Quickstart with AWS Glue
The DynamicFrames
API is currently not supported. Use DataFrames
, DataSets
or RDD
instead.
Enable OpenLineage
The configuration must be specified in the Job details tab. AWS Glue may ignore the properties if they are specified in the application source code.
Follow these steps to enable OpenLineage on AWS Glue:
-
Specify the OpenLineage JAR URL
In the Job details tab, navigate to Advanced properties → Libraries → Dependent Jars path
- Use the URL directly from Maven Central openlineage-spark
- Ensure you select the version for Scala 2.12, as Glue Spark is compiled with Scala 2.12 and version 2.13 won't be compatible.

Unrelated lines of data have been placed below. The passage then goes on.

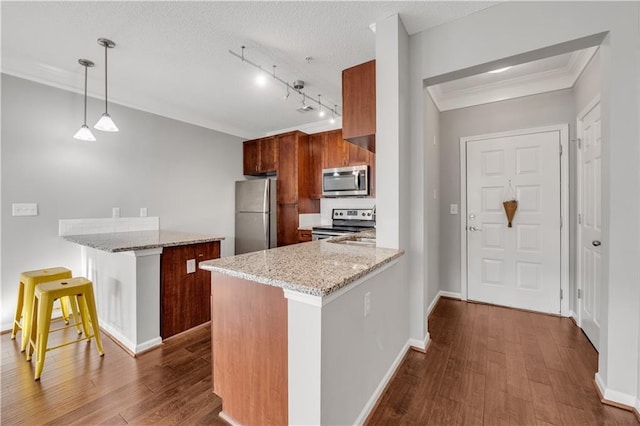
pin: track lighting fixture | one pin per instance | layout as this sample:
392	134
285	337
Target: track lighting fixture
84	133
296	87
105	123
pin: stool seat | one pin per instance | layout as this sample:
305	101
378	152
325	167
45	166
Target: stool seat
28	282
80	290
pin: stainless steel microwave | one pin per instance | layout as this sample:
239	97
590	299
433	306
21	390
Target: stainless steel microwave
350	181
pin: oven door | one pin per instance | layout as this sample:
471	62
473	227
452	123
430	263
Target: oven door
323	234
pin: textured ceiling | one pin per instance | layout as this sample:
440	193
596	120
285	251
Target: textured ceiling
172	58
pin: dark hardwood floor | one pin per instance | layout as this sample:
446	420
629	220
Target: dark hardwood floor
492	365
484	365
169	386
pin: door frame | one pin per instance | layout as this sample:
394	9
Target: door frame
579	133
563	130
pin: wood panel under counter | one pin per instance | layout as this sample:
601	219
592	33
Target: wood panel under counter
125	268
282	319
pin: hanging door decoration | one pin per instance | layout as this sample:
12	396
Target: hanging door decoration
510	204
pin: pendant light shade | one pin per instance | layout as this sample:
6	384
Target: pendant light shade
105	123
84	133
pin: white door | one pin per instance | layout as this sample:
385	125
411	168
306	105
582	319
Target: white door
518	266
589	222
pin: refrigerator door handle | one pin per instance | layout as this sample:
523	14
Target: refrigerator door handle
265	227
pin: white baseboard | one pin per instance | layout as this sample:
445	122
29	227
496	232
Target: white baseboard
371	403
441	293
420	344
127	344
615	396
450	294
574	315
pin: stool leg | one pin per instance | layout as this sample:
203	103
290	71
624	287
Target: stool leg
64	308
93	316
32	337
45	310
27	315
74	311
18	315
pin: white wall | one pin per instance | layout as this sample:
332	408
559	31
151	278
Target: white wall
511	29
521	113
357	351
182	173
433	198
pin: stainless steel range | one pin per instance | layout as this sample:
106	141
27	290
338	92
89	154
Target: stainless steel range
346	221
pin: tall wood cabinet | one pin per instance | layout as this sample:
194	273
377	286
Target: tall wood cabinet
259	156
336	152
297	191
185	296
359	105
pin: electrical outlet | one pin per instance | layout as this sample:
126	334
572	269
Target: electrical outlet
367	303
24	209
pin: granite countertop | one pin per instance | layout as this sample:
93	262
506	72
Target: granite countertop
318	268
115	242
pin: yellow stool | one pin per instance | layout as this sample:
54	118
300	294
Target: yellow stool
28	282
80	290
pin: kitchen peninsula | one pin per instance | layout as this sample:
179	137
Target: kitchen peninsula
306	333
124	259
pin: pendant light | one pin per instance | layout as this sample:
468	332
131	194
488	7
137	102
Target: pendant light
105	123
84	133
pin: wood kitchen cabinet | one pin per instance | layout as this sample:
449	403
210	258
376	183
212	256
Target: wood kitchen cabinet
185	296
304	235
287	224
259	156
297	176
336	152
359	105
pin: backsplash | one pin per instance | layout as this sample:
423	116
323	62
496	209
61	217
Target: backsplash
107	225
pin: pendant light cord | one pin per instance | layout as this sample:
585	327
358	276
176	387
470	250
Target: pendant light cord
85	95
106	110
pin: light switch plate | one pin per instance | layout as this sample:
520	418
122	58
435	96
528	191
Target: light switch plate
24	209
191	266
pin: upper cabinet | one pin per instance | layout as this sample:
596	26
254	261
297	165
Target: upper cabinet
336	152
260	156
359	105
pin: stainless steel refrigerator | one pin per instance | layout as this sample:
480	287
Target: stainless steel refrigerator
255	215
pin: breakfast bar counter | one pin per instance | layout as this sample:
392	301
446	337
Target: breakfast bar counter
316	268
125	268
295	330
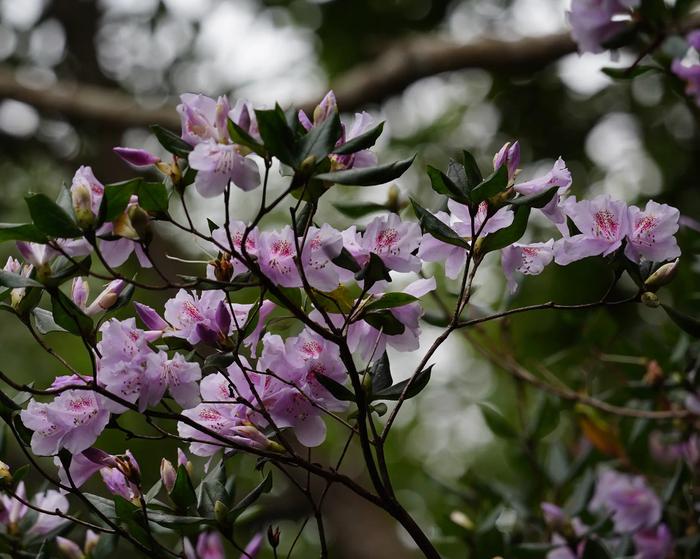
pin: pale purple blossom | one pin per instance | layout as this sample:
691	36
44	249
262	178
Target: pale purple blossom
593	22
529	259
628	498
651	233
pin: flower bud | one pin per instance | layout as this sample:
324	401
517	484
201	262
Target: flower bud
80	291
69	549
107	299
650	299
663	276
136	157
168	475
81	198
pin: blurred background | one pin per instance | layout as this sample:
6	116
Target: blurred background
78	77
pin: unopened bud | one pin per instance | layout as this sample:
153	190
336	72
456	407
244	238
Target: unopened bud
168	475
663	276
81	198
69	549
650	299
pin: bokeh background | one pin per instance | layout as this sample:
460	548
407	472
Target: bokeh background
78	77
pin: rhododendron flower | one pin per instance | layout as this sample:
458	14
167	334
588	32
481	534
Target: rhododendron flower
433	250
653	543
603	223
73	420
593	22
651	233
176	375
276	254
390	238
630	500
526	259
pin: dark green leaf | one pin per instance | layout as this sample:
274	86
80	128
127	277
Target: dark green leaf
432	225
496	183
21	232
171	141
50	218
337	390
471	169
359	210
183	494
264	487
495	421
394	392
386	322
361	142
689	324
8	279
153	197
442	184
368	176
389	301
321	139
509	235
67	315
278	138
346	261
381	373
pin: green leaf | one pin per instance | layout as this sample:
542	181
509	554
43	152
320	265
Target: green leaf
385	321
278	138
595	550
346	261
183	494
21	232
539	200
264	487
509	235
171	141
67	315
389	301
50	218
496	183
394	392
361	142
375	270
337	390
442	184
629	73
471	169
153	197
689	324
320	140
116	198
241	137
359	210
431	224
381	373
8	279
495	421
368	176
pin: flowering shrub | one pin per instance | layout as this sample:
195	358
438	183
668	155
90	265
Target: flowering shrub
288	329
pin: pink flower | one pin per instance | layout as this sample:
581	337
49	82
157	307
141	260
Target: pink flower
276	254
526	259
651	233
73	420
603	223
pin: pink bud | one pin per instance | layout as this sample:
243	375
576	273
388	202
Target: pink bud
80	292
168	475
150	318
137	157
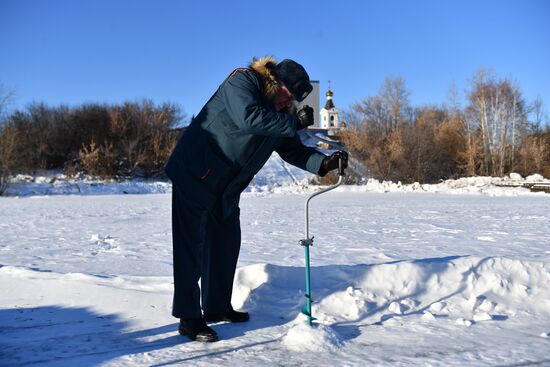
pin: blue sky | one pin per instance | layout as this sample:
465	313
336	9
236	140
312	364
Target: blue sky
76	51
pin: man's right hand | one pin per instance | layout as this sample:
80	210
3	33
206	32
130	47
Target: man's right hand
305	117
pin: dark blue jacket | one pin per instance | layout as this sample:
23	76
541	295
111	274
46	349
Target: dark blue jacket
230	140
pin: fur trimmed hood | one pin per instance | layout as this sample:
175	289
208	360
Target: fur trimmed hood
264	66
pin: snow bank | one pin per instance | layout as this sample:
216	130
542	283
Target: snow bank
457	290
277	177
76	319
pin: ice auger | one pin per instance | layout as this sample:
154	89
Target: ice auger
306	310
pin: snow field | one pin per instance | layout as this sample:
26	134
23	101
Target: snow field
398	279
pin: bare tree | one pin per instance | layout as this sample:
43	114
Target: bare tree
498	109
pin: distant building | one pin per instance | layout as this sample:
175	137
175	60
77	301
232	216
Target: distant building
330	119
327	120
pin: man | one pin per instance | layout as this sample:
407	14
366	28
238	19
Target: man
251	115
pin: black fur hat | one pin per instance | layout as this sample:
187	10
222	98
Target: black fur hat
294	77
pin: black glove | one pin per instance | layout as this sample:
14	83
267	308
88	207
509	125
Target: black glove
305	117
331	162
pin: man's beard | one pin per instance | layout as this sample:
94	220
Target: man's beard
291	109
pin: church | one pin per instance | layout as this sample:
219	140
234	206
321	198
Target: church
328	123
327	120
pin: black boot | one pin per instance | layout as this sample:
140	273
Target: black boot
230	316
196	329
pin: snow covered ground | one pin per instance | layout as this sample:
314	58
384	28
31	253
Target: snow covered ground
452	274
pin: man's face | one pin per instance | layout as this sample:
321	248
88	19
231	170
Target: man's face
283	99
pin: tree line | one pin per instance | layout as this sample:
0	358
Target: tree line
496	133
109	141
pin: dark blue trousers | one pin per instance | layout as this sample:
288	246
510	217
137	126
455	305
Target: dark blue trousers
205	247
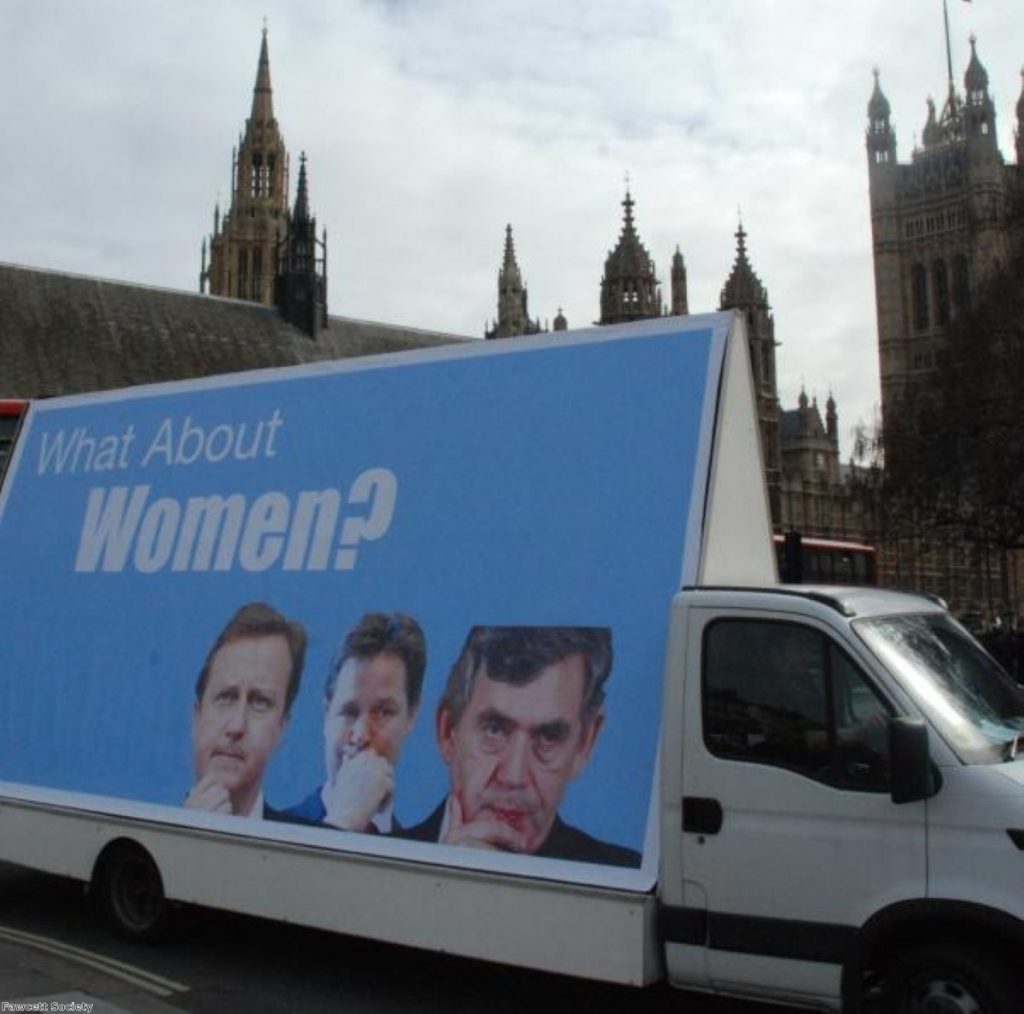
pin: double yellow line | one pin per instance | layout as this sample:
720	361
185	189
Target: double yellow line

- On the page for the specific OpenLineage version for Scala 2.12, copy the URL of the jar file from the Files row and use it in Glue.

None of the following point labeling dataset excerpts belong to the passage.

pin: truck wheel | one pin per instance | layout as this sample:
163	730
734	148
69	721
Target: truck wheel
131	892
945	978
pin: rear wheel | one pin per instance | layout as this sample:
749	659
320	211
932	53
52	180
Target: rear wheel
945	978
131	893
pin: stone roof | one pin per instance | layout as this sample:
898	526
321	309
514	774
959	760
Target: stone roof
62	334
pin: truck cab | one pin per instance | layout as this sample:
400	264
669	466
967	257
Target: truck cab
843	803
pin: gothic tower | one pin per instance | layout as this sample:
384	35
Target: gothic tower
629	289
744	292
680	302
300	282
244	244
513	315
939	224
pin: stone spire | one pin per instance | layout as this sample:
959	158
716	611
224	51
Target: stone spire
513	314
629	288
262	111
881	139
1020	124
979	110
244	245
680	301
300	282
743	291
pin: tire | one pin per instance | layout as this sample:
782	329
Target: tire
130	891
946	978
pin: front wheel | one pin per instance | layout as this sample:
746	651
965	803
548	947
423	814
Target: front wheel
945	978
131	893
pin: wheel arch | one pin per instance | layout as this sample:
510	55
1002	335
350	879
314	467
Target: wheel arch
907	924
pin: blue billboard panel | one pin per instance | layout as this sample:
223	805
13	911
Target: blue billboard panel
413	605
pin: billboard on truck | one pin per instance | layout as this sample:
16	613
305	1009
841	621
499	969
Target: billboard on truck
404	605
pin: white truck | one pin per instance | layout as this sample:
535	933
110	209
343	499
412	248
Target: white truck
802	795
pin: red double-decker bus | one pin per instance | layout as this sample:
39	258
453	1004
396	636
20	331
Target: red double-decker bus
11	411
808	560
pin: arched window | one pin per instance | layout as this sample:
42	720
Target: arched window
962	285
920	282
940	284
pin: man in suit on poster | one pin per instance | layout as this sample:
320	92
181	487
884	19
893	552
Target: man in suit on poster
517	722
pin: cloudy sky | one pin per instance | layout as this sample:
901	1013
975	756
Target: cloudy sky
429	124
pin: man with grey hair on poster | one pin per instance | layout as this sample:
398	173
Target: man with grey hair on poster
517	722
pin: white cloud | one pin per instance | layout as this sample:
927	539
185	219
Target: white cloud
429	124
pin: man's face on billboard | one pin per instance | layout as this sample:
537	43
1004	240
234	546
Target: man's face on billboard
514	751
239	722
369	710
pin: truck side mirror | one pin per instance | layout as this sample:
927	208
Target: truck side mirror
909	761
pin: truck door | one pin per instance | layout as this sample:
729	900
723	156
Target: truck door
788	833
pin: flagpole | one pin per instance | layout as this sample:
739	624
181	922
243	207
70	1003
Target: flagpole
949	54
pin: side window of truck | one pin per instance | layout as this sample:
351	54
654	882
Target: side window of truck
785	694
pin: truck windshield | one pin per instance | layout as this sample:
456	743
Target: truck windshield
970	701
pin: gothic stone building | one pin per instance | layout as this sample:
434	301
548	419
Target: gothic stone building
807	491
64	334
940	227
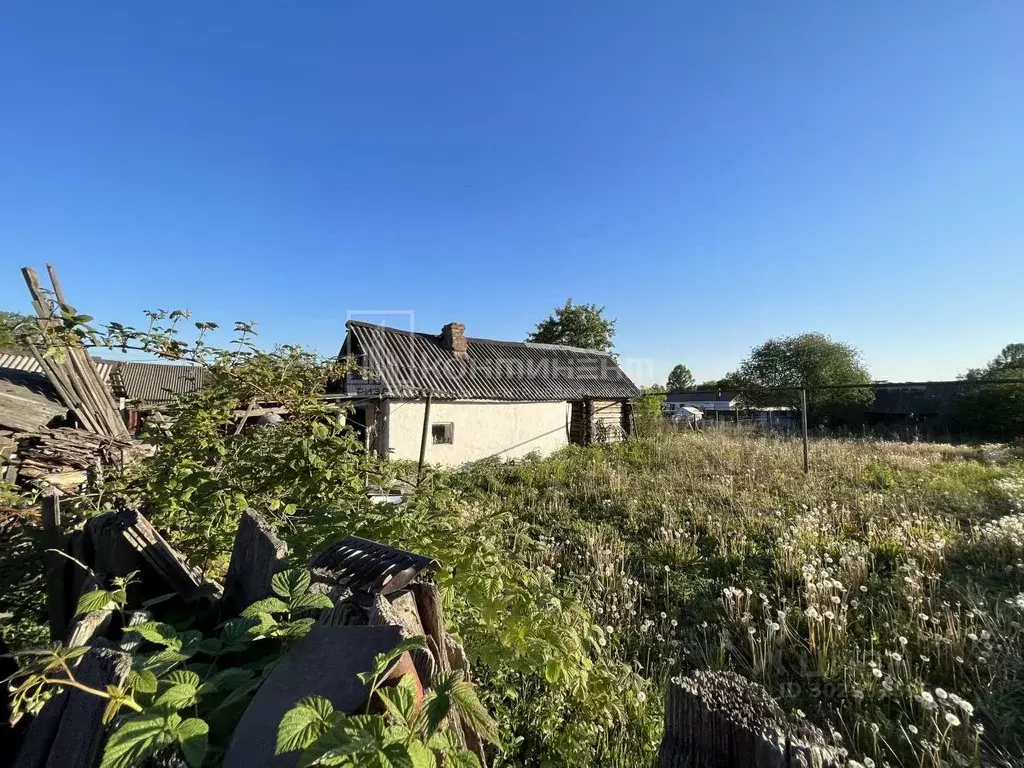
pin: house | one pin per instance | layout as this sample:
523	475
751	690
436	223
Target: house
907	401
468	398
720	406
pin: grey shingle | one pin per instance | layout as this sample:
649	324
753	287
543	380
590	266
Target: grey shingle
410	365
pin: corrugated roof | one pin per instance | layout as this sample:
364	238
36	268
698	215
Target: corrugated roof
921	399
410	365
155	382
701	396
19	361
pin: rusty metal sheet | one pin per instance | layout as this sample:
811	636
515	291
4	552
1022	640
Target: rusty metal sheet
363	564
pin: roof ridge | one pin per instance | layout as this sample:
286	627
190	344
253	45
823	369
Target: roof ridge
480	339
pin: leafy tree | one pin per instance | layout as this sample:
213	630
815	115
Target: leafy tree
581	326
10	324
647	408
726	383
811	359
1010	358
680	379
995	411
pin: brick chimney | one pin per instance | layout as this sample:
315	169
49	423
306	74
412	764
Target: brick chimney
454	339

- Alternatively, upload the jar to an S3 bucket and use its URL. The URL should use the
s3
scheme:s3://<your bucket>/path/to/openlineage-spark_2.12-<version>.jar
-
Add OpenLineage configuration in Job Parameters
In the same Job details tab, add a new property under Job parameters:
- Use the format
param1=value1 --conf param2=value2 ... --conf paramN=valueN
. - Make sure every parameter except the first has an extra
--conf
in front of it. - Example:
spark.extraListeners=io.openlineage.spark.agent.OpenLineageSparkListener --conf spark.openlineage.transport.type=http --conf spark.openlineage.transport.url=http://example.com --conf spark.openlineage.transport.endpoint=/api/v1/lineage --conf spark.openlineage.transport.auth.type=api_key --conf spark.openlineage.transport.auth.apiKey=aaaaa-bbbbb-ccccc-ddddd
- Use the format
-
Set User Jars First Parameter
Add the
--user-jars-first
parameter and set its value totrue
Verification
To confirm that OpenLineage registration has been successful, check the logs for the following entry:
INFO SparkContext: Registered listener io.openlineage.spark.agent.OpenLineageSparkListener
If you see this log message, it indicates that OpenLineage has been correctly registered with your AWS Glue job.